Il 14 novembre 2021 un quarto delle preferenze erano andate al partito anti-corruzione Continuiamo il cambiamento, scavalcando i conservatori di Gerb e relegando nell’ombra i populisti di Trifonov. Con l’appoggio proprio di queste due forze Kiril Petkov era stato nominato premier, per la prima volta con un senso di stabilità e programmazione per il futuro del Paese. Sotto la sua guida sono stati portati avanti i colloqui con la Macedonia del Nord per superare la disputa identitaria che bloccava da dicembre 2020 l’apertura dei negoziati per l’adesione di Skopje all’Ue. Proprio questo impegno è stato fatale a Petkov, anche se non gli ha impedito di portare a compimento la revoca del veto: prima il partito di Trifonov è passato all’opposizione e poi, il 22 giugno 2022, il governo è stato sfiduciato con una mozione presentata da Gerb.

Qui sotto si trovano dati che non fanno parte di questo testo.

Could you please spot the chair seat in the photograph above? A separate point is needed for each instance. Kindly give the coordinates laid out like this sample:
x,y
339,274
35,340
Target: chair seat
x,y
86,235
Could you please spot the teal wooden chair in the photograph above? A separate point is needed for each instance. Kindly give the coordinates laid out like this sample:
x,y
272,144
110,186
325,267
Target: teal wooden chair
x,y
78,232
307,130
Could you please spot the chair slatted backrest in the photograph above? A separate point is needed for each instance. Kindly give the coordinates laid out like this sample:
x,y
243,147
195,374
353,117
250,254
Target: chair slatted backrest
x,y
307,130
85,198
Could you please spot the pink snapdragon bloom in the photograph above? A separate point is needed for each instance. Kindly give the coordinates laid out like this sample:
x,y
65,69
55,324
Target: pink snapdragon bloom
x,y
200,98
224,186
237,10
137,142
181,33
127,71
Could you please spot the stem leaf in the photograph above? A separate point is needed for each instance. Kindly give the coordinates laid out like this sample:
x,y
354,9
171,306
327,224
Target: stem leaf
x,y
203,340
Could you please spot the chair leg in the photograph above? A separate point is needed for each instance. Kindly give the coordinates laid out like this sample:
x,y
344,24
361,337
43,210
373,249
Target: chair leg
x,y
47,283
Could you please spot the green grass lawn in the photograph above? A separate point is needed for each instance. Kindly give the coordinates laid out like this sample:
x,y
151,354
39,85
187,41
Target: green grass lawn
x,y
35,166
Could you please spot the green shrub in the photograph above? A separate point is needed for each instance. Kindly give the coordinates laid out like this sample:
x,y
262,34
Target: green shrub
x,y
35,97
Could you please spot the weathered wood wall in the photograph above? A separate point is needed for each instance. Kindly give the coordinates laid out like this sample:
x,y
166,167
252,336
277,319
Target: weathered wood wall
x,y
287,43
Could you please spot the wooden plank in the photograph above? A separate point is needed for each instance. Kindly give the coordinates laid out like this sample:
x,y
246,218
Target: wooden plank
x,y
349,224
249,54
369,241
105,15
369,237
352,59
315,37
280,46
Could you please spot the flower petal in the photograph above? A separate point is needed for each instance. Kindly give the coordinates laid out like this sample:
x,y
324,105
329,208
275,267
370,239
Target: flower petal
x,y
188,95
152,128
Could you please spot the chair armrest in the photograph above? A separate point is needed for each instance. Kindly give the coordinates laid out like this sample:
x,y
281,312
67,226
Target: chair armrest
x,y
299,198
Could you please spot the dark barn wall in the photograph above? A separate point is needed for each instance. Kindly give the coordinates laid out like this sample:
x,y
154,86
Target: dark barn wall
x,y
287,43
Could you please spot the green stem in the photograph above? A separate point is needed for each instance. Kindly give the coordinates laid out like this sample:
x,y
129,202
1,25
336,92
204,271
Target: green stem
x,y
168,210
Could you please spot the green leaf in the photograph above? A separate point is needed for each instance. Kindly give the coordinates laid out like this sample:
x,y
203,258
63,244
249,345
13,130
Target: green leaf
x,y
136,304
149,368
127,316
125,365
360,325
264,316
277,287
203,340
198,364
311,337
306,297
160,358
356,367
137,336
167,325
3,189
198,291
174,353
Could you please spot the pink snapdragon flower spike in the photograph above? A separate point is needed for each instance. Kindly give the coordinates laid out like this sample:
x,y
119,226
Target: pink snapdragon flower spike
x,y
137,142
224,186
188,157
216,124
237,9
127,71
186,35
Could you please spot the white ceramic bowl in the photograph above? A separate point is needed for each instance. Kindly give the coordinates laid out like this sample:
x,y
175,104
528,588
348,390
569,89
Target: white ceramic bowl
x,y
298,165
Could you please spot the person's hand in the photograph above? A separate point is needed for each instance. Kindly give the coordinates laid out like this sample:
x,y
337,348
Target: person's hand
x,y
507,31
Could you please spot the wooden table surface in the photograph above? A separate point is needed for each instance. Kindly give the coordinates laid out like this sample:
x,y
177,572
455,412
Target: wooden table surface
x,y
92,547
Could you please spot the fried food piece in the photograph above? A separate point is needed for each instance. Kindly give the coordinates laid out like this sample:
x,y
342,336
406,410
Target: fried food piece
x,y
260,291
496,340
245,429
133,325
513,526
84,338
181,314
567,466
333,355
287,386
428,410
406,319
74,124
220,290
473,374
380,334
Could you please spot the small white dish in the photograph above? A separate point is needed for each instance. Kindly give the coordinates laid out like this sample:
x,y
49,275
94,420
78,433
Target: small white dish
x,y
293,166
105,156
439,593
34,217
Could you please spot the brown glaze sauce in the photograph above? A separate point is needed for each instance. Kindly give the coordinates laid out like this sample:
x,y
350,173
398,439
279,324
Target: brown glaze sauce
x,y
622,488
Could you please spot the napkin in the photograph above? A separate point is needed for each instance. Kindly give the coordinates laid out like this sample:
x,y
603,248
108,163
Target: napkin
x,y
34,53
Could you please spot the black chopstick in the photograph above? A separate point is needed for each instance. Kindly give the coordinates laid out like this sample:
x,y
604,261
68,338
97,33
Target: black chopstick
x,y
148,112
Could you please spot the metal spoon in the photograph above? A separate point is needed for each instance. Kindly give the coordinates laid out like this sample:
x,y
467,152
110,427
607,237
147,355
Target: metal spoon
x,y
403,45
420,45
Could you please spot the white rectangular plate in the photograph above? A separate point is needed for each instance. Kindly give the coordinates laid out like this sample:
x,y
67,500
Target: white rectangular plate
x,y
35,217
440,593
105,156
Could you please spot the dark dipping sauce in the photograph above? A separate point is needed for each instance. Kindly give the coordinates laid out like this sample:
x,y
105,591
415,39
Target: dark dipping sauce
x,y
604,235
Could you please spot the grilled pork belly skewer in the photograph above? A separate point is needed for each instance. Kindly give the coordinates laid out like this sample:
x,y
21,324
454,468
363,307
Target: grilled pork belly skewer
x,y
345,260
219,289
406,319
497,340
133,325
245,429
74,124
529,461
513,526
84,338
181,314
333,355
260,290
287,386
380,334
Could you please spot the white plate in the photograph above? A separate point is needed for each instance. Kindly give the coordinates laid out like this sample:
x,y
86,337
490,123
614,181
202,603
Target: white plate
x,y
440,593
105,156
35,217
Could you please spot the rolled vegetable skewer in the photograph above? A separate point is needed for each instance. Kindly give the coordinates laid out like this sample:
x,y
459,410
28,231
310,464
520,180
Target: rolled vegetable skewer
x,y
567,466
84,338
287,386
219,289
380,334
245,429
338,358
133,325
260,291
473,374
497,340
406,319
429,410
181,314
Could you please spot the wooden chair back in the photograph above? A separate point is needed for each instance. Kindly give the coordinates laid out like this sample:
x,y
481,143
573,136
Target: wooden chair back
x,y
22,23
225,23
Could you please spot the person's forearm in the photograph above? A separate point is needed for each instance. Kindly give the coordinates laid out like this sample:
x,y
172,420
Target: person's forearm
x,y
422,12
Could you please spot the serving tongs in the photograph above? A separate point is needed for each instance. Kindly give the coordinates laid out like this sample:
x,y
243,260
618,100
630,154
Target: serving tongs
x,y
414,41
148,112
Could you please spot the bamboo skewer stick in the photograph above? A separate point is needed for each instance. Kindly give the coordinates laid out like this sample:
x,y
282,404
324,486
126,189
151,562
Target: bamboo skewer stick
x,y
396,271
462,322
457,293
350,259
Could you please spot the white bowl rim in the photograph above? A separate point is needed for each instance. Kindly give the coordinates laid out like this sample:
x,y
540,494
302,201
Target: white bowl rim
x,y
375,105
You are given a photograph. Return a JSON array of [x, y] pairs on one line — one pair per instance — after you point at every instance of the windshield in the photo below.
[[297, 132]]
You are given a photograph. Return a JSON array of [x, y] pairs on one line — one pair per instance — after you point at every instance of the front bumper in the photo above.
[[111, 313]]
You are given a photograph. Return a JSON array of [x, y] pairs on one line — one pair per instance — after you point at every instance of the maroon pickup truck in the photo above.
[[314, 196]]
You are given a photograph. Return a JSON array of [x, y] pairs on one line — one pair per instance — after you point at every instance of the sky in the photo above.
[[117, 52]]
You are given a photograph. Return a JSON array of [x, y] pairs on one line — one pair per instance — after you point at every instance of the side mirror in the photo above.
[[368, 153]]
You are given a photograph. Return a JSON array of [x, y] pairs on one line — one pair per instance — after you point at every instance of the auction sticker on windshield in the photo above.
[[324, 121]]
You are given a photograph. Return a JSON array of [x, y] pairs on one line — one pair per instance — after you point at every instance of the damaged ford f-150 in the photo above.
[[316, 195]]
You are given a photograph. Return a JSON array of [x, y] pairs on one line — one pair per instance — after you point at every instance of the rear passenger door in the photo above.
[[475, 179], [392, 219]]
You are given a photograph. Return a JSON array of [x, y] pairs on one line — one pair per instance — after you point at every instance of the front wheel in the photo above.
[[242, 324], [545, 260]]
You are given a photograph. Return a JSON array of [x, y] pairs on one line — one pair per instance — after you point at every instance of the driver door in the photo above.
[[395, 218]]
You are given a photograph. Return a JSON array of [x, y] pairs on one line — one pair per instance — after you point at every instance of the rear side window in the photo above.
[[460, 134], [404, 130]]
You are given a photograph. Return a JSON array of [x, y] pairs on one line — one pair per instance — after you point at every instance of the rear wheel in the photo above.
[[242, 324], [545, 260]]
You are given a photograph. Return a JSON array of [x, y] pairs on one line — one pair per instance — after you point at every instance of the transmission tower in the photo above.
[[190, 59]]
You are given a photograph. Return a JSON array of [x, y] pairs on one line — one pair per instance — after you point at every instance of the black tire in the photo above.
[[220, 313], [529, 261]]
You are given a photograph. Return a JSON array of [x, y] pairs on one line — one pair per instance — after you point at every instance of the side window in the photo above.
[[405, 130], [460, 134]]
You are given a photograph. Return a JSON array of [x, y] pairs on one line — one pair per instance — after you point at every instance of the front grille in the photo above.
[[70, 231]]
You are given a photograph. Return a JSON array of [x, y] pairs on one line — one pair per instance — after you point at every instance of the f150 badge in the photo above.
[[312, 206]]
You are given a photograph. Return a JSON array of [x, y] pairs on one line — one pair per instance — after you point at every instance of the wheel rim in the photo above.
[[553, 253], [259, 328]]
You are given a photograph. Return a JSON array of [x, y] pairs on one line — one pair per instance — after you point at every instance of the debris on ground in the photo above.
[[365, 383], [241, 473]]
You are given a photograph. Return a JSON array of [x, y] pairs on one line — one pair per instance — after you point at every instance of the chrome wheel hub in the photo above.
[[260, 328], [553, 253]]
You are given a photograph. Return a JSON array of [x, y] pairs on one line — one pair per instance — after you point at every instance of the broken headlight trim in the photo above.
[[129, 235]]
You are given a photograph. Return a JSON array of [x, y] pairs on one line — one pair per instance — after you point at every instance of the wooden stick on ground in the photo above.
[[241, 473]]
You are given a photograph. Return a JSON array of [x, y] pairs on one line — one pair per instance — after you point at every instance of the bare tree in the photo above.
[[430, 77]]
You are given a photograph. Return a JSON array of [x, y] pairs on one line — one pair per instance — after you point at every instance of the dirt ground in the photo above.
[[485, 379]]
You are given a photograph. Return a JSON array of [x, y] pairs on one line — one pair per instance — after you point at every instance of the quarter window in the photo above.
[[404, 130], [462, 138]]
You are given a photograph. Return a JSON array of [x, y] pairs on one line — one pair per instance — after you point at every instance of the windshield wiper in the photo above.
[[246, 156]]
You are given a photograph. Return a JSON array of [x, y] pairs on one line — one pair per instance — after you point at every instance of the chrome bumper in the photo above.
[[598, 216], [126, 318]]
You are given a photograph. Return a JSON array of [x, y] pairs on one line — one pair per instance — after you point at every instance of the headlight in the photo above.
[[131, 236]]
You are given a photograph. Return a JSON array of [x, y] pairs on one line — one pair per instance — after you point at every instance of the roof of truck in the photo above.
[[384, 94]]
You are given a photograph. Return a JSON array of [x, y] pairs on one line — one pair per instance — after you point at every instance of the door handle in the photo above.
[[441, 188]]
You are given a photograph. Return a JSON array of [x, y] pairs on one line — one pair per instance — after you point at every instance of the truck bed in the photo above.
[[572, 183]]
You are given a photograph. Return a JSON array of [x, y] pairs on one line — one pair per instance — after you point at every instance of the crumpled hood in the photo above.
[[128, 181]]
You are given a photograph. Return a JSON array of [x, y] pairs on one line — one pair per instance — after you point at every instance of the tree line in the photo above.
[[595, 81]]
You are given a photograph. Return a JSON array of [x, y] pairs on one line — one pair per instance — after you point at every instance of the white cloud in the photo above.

Dopo un giro di consultazioni inconcludenti si è tornati al voto a ottobre, con il nuovo primo posto dell’ex-premier Borissov ma la solita incapacità di raggiungere un accordo di governo tra i partiti. Le ultime elezioni del 2 aprile 2023 hanno confermato l’ormai cronico stallo politico: le due formazioni più consolidate si sono ritrovate appaiate attorno al 25 per cento dei voti con i nazionalisti filo-russi e anti-europeisti di Vazrazhdane in ascesa. Anche per questo motivo è stata chiamata la politica di maggiore esperienza a livello europeo e – nonostante le grosse difficoltà a raggiungere un accordo tra la prima e la seconda forza politica – il rischio di scivolare verso il caos filo-russo e anti-europeista alle nuove elezioni ha convinto entrambi i partiti ad accettare un compromesso, rappresentato appunto dall’alternanza alla carica di premier e vicepremier nell’arco di 18 mesi di governo. Con il giuramento del nuovo governo il 6 giugno 2023 Denkov ha assunto subito il ruolo di primo ministro e Gabriel quello di vicepremier e ministra degli Esteri, che si sarebbero dovuti scambiare proprio in queste concitate settimane. E invece si guarda già alle seste elezioni in poco più di tre anni.